As discussed previously, a specular reflection is the light equivalent of an elastic collision. As shown in Figure 20.3, the result of this effect is that light bouncing off a surface is emitted at the same angle as it strikes the surface. The nearer the viewing vector is to this (unit) reflection vector r, the brighter the specular light becomes. You modify how near the vector needs to be by means of the exponent m, which focuses the reflection in much the same way as the exponent p focuses spotlights.

Calculating the specular component.

Figure 20.3. Calculating the specular component.

You can calculate the specular reflection due to a particular (non-ambient) light using different formulations. One in particular works especially well. With this approach, you assume that n · v > 0 and that the observer is at a vector w from the point on the surface. Given this understanding, you have cspec = sc (max (r · w, 0))m. A specular color of white is usually the most appropriate. The exponent m can take any value. A value of 0 gives you a diffuse color, and an infinitely high value gives what would in theory be a mirrored surface. In this case, only a viewing angle exactly along r will detect the light.

Each of these values needs to be calculated for each non-ambient light applied to each surface. The sum of the values due to all of the lights in the scene is the color seen by the viewer. To generate this color, you add the colors with a maximum of 1 for each primary color. You use this approach because you are combining the effects of several light sources. One color is not used to modulate another. You can sum all this up with the surfaceColor() function, which takes values corresponding to the light effects discussed in this and previous sections. This function is supplemented by others.

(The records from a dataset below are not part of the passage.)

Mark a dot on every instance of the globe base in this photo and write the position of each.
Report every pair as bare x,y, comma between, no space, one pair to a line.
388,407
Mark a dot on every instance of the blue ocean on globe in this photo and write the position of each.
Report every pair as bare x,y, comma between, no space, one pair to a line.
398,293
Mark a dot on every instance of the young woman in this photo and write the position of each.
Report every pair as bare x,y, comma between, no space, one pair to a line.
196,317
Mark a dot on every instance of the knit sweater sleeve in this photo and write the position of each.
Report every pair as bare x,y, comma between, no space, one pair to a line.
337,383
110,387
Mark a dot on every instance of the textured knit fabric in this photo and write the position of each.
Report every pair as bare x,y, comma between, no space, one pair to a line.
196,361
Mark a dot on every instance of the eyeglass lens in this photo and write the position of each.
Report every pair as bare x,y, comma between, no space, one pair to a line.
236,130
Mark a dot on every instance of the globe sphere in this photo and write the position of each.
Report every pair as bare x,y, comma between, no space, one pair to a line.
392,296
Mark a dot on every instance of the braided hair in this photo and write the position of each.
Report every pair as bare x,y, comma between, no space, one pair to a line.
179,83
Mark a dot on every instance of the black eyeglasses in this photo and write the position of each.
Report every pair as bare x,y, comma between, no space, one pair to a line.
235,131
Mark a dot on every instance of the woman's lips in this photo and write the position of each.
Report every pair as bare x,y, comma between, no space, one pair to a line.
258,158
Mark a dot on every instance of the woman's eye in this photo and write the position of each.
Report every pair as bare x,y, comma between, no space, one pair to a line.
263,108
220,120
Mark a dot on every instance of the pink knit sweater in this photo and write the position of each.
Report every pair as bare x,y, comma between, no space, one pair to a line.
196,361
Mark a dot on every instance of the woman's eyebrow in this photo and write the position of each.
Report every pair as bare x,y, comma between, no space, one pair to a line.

function surfaceColor(normal, position,
                         material, lights, observerPosition)
   set color to emissiveColor of material
   set observerVector to observerPosition - position
   
   repeat for each light in lights
      set lightColor to illumination(position, light)
      if light is not ambient then
         set v to the direction of light
         set diffuseAngle to max(-dotProd(normal, v),0)
         if diffuseAngle>0 then
            set diffuseComponent to
                      modulate(diffuseColor of material,
                                lightColor)
            add diffuseComponent*diffuseAngle to color
            
            set specularReflection to v + 2* dotProd(v, normal)
            set specularAngle to
                      max(dotProd(observerVector,
                                   specularReflection), 0)
            set brightness to power(specularAngle,
                                      specularFocus of material)
            
            set specularComponent to
                       modulate(specularColor of material, lightColor)
            add specularComponent*brightness to color

         end if
      otherwise
         add lightColor*diffuseColor of material to color
      end if
   end repeat
end function

The modulate() function attends to adjusting of colors relative to vector values:

function modulate(color1, color 2)
   return rgb(color1[1]*color2[1],
               color1[2]*color2[2], color1[3]*color2[3])
end function

The illumination() function takes parameters that define the source position of the light and the light itself.

function illumination(position, light)
   set color to the color of light
   if light is spot then
      set v to the position of light - position
      set brightnessAngle to max(-dotProd(v, direction of light), 0)
      if brightnessAngle=0 then return rgb(0,0,0)
      set brightness to power(brightnessAngle, angle factor of light)
      multiply color by brightness
   end if

   if light is spot or point then
      set d to mag(v)
      set denominator to the constant factor of light
      add the linear factor of light * d to denominator
      add the quadratic factor of light * d * d to denominator
      divide color by denominator
   end if
   return color
end function

There are additional components to materials, all of which are described by some kind of image map, which you’ll look at next.

Image Maps and Textures

Not all objects are a solid color. Most have some kind of detail. Detail gives a pattern or texture to objects. In order to create details, you use an image called a map. A map gives information to the 3-D API about the surface of the shape at a higher resolution than just polygon by polygon. How maps are created and projected onto the surface is discussed farther on, but for now you only need to know that they allow you to specify values for various parameters of the surface at a pixel-by-pixel level. Further, because the pixels of the image map are converted to “texels” when they are applied to the surface, you work at a texel-by-texel level. In this way, maps can be applied to different surface areas depending on how they are projected.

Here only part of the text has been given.